Don't know about citric acid, but sure, just start over again with the milk. All you've done is lost some culture and starter (and time!).
-- Jennifer L. (Northern NYS) (email@example.com), September 17, 2001.
Lynn, Mary Jane Toth, the goat milk/cheese guru of all time, frequents over at New Countrylife.net all the time, has excellent books and write articles monthly for Dairy Goat Journal. Second to this is Hoeggers catalog, which sells kits, really the best way to learn. Also these sites. http://www.leeners.com/cheese.html http://www.cheesemaking.com/
Like heating your liquids to hot and killing yeast in bread making, you haven't ruined anything, just have to add more yeast, in your case more of whatever starter you have choosen to use. Vicki
-- Vicki McGaugh TX (firstname.lastname@example.org), September 17, 2001.
The proteins are different once they have been scalded. I dont think they respond as well to the curdling process.
That aside, I do usually add a cultured buttermilk, made from store- bought buttermilk, which I put into a gallon jar and add fresh warm milk to culture it for a day. I use some of this in each batch of Mozzerella along with the citric acid, and it makes a much more flavorful cheese.
-- daffodyllady (email@example.com), September 17, 2001.
Thermophilic, mesomephilic, sigh. I have been using the Goats Produce Too book by Mary Jane Toth. Thank you for all the tips, this is still going to be fun! I am going to check out those sites too and just retry! Lynn
-- Lynn (firstname.lastname@example.org), September 17, 2001.
Lynn, I just used the microwave way to do mozarella this morning (the quickie way) and it's yummy! I haven't tried the long version yet...I'm an awfully impatient person to be messing around with things like cheese-making!!!

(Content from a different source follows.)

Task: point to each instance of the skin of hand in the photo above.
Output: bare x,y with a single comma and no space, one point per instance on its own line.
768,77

-- Sheryl in Me (email@example.com), September 17, 2001.
Sheryl, Please tell me how you make Mozzarella in the microwave? Thanks, Elizabeth
-- Elizabeth in E TX (firstname.lastname@example.org), September 17, 2001.
Someone sent me this site this morning, wanted me to add it to the list of cheese information I give out! I am going to start charging for advertising! Don't have time to read it right now, so someone tell us if it's a good one! Vicki
-- Vicki McGaugh TX (email@example.com), September 18, 2001.
I have been to that site before - it is good but the answers to this problem are better right here- I agree with the let the milk cool down and start over - If it still doesn't work yu could use the milk to bake a cake!